Young artists White and Day display two sides of country spectrum
by Scott MooreContributing Writer
After a couple of No. 1 singles on the Billboard country charts and an attention-grabbing debut album, 21-year-old Bryan White is back with his follow-up release, Between Now and Forever. What's missing from this one, however, is that spark of youthful spontaneity that was so charming in his first release.
It doesn't start off bad. "Sittin' On Go" is a pleasant, up-tempo rocker, followed by the beautiful "Still Life," but it disintegrates after that. The songs don't stay in your memory, and you can almost hear the mechanics rolling in the background, as if some record exec is standing in the studio saying, "OK, now we need the country ballad about the young couple ..."
The voice is still as pretty as the face, and this album is already doing well on the charts. What's disappointing, though, is that White's talents are wasted on the run-of-the-mill lyrics he writes, which are tailor-made for his vanilla-flavored delivery. He would do well to listen to fellow label-mates Mandy Barnett or Emmylou Harris and ease up on the formulaic radio-driven format.
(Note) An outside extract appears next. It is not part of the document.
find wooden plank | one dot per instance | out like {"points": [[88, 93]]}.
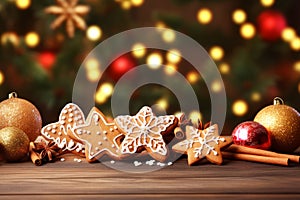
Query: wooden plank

Curtis Day, however, appears to be an artist who could make the radio format work for him. On his self-titled debut album, he borrows richly from the styles of fellow Beaumont-ites George Jones and Mark Chestnutt.
Day's vocals on songs like "Living Well Beyond My Means" and "The Cowboy Stomp" are rough-cut and energetic. On "The Truth is Hard To Swallow," his voice shows enough pathos and sincerity to make it as believable as it is beautiful.
While the album won't break any ground or start any trends, it does showcase an artist I personally would like to hear more from in the future. White may be the more popular vocalist, but Day delivers the goods in down-home, Texas style.